When historians finally get around to pegging Bush's exact spot in the lower depths of failed presidents, how the economy fared under his tenure will be one of the more important indicators. Over the last several days, there has been a good deal of data to help them out on that one.
The most glaring example of the administration's fiscal irresponsibility has been how he turned a $237 billion surplus into record deficits that look to set yet another new record this year. Even under ordinary circumstances, that kind of reckless borrowing would limit what his successors will be able to do given the need to service that enormous debt, but as fester noted, the real story is even worse than that.
. . .the real story is the declining real revenues on both an absolute and per-capita terms. The AP reports the following facts:
The Treasury's monthly budget report showed that revenues for the first six months of the budget year, which began on Oct. 1, totaled $1.146 trillion, up 2.2 percent from last year. However, government spending was up by a much faster 5.7 percent, rising to $1.457 trillion. Both the spending and the revenues were records for the first six months of a budget year.
The 2.2% increase in revenue is in nominal dollars. Over any year, absent either massive economic or policy shocks, we should expect government revenue to increase due to the combination of inflation and population growth. Well right now it is looking like the Federal government took in roughly 3% less revenue in real dollars as it did in the same period as last year.
That tosses discretionary funding down a few more notches. Part of the reason for that, is the fact that the
jobless rate has grown towards a post-WWII high, and will probably get worse:
In the latest report, for March, the Labor Department reported the jobless rate — also called the “not employed rate” by some — at 13.1 percent for men in the prime age group. Only once during a post-World War II recession did the rate ever get that high. It hit 13.3 percent in June 1982, the 12th month of the brutal 1981-82 recession, and continued to rise from there.
To be sure, employment is a lagging economic indicator, and rates higher than this have prevailed after recessions ended. But this rate has arrived at a time when the government still hopes that a recession can be averted.
Add on to that grim picture, another grim reality that shows the
median family income hasn't even recovered to 2000 levels.
The bigger problem is that the now-finished boom was, for most Americans, nothing of the sort. In 2000, at the end of the previous economic expansion, the median American family made about $61,000, according to the Census Bureau’s inflation-adjusted numbers. In 2007, in what looks to have been the final year of the most recent expansion, the median family, amazingly, seems to have made less — about $60,500.

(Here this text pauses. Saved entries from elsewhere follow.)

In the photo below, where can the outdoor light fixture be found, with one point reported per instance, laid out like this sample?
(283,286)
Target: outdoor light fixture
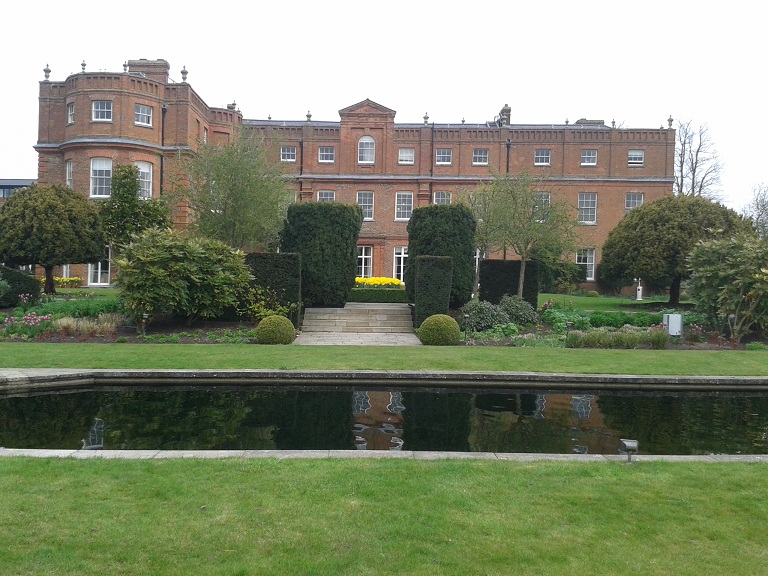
(630,447)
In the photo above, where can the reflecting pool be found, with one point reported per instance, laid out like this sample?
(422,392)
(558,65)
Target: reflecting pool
(288,419)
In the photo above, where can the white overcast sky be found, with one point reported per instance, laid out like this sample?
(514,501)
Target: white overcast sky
(636,63)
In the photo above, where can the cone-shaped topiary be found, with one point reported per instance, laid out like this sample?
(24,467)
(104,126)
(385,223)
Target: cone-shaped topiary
(275,330)
(439,330)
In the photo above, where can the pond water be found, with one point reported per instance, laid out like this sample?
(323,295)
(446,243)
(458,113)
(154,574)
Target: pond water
(225,419)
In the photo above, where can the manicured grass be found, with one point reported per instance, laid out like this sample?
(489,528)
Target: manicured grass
(386,517)
(605,303)
(454,358)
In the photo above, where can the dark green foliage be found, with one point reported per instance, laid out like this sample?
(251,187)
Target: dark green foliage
(19,283)
(443,230)
(561,277)
(325,234)
(50,226)
(161,271)
(124,213)
(500,277)
(439,330)
(518,310)
(433,285)
(237,192)
(481,315)
(385,295)
(653,241)
(275,330)
(280,273)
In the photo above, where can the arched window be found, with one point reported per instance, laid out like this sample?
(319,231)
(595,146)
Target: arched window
(366,150)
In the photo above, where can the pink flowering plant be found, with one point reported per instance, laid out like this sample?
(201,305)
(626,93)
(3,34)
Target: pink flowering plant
(24,327)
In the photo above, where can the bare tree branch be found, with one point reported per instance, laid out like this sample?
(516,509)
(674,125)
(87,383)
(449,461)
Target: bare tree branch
(697,166)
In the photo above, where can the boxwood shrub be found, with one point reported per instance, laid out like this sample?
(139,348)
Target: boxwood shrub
(19,283)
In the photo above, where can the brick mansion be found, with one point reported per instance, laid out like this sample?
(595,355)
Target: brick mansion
(93,120)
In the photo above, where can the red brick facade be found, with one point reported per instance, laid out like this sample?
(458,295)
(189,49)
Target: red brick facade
(137,116)
(428,161)
(141,116)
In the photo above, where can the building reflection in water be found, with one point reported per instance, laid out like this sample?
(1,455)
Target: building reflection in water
(378,420)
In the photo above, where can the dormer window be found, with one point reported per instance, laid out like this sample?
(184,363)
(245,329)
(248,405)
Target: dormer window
(366,150)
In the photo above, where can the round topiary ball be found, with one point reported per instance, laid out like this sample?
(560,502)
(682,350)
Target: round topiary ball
(439,330)
(275,330)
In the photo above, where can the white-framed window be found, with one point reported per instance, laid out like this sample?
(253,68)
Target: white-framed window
(441,198)
(542,202)
(70,172)
(102,111)
(443,155)
(399,262)
(365,201)
(406,155)
(636,157)
(480,157)
(403,205)
(145,180)
(98,272)
(633,200)
(542,158)
(287,153)
(586,257)
(366,150)
(101,177)
(364,261)
(587,207)
(142,115)
(326,154)
(589,157)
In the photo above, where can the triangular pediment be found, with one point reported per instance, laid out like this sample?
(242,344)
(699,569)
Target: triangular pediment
(367,108)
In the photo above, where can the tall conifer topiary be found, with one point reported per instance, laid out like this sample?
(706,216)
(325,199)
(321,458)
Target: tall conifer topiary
(325,234)
(444,230)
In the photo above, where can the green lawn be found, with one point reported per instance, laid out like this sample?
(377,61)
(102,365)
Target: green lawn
(460,358)
(370,517)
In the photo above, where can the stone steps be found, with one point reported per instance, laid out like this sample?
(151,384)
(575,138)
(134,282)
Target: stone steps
(358,317)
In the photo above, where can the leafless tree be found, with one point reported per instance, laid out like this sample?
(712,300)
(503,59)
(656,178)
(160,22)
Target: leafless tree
(697,167)
(757,209)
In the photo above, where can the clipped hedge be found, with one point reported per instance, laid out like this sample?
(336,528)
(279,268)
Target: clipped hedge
(280,273)
(325,234)
(275,330)
(443,230)
(381,295)
(500,277)
(19,283)
(439,330)
(433,286)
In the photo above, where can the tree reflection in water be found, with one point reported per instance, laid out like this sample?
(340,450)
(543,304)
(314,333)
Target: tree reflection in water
(268,419)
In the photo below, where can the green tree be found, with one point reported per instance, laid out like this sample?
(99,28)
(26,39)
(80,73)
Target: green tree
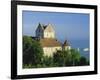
(75,56)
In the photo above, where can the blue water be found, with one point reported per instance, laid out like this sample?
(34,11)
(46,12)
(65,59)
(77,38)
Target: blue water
(81,44)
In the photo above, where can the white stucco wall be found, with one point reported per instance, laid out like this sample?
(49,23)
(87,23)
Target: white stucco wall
(48,51)
(49,35)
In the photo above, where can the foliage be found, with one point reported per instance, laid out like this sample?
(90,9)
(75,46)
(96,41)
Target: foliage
(32,51)
(33,56)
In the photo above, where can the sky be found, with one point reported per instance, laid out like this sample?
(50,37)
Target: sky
(70,26)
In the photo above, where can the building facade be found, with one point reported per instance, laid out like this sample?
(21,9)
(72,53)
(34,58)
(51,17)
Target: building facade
(48,41)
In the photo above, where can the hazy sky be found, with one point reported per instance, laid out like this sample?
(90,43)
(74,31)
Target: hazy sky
(71,26)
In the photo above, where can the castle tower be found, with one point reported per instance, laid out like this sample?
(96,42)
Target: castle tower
(45,31)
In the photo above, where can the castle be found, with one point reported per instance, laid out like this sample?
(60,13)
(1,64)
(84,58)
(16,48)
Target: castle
(48,41)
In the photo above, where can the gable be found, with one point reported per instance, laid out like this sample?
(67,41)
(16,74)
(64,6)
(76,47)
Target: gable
(49,28)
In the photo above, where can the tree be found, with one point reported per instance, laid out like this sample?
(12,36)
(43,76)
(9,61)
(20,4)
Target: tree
(75,56)
(32,51)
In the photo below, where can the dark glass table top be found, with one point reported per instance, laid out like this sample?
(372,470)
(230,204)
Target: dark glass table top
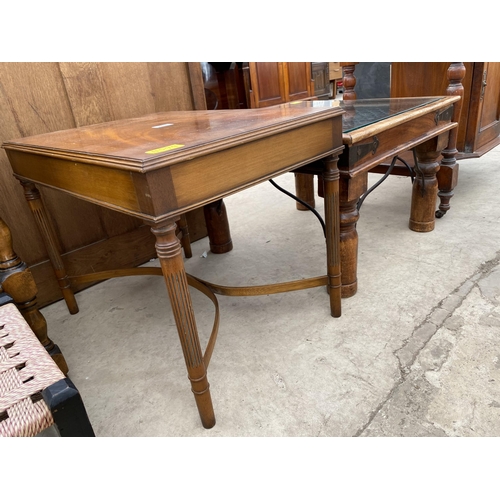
(363,112)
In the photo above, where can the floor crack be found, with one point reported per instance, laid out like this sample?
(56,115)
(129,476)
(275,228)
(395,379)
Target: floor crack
(436,321)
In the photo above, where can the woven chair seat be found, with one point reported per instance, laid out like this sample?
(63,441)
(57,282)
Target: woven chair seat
(25,370)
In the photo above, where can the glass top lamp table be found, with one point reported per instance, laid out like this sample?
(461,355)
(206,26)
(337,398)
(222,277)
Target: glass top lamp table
(159,167)
(377,130)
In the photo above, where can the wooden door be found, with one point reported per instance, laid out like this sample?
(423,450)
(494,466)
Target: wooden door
(484,132)
(43,97)
(298,80)
(413,79)
(267,84)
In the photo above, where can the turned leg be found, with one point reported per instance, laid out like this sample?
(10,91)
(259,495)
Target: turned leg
(169,253)
(349,81)
(447,175)
(351,189)
(331,201)
(425,185)
(17,281)
(304,189)
(349,216)
(217,223)
(51,243)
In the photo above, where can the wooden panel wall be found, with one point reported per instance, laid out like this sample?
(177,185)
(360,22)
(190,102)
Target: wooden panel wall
(43,97)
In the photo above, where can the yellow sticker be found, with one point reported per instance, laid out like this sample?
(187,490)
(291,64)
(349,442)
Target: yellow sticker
(165,148)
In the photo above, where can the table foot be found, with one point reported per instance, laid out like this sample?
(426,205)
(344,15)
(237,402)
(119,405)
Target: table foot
(425,185)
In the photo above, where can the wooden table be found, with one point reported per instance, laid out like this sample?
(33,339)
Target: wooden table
(377,130)
(160,166)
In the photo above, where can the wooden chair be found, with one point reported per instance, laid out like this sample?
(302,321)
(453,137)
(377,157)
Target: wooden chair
(34,394)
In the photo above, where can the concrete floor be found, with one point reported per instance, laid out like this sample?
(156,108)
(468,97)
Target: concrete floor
(415,353)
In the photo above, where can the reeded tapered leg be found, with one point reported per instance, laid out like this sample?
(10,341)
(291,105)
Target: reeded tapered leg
(425,186)
(331,199)
(17,281)
(169,253)
(51,243)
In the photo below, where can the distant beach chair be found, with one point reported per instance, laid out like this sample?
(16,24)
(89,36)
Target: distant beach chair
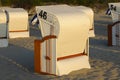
(3,29)
(17,22)
(114,29)
(64,46)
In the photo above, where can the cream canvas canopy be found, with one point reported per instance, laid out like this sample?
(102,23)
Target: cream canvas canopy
(17,22)
(65,37)
(115,14)
(3,29)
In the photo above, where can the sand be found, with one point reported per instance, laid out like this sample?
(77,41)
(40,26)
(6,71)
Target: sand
(16,61)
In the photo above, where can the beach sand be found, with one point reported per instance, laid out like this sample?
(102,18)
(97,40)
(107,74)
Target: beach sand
(17,62)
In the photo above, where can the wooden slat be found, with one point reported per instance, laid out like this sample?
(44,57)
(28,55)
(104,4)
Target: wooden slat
(109,35)
(70,56)
(37,54)
(19,31)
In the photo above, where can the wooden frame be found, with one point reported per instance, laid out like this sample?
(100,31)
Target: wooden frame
(109,29)
(37,54)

This has never happened before, at least not for as long as the government has been keeping records. In every other expansion since World War II, the buying power of most American families grew while the economy did. You can think of this as the most basic test of an economy’s health: does it produce ever-rising living standards for its citizens?
Now, some people might wonder why, with the stock market doing so well, so little of that wealth managed to find its way to ordinary Americans. Cynical explanations aside, there's a big picture one that shows just how little real wealth was created as a part of that stock market "boom", the falling value of the US dollar. Reprice the stock market in a foreign currency and you can see how slow the growth really was. From
the Agonist, here's a chart of the S&P in dollars and euros to about November, 2007.
You'll notice that there are a few periods. To about early 2003, the two moved more or less in tandem. The S&P goes up or down, so does the Euro S&P. It may be higher or lower, but they're moving together. From early 2003 to early 2005, the S&P in Euros stays basically flat, no matter what the nominal S&P does. Since then S&P in Euros has risen, but risen much more slowly than the nominal S&P.
. . .
At this point the lesson is fairly simple -- measured in Euros (you'd get similiar results in pounds, or with other indices like the Russel 3000 or the Dow) the market has never recovered from its crash. Nominal numbers may say otherwise, but really most of what has been happening is that as the dollar went down, stocks went up. From monthly top (August of 00) to monday's close the S&P is currently up about about 2%.
In terms of the Euro, it's down about 32%.
And all of this lovely data shows us where the US is
before it enters what most economists are predicting will be a significant recession, bad enough to stifle growth worldwide. It also comes just as the first of the wave of Baby Boomers begin their assault on the Social Security system. Things are set to be much worse.
Bush managed to kick the can of this collapse to near the very end of his term, and it will be his successor who deals with most of its fallout, but the responsibility is definitely his.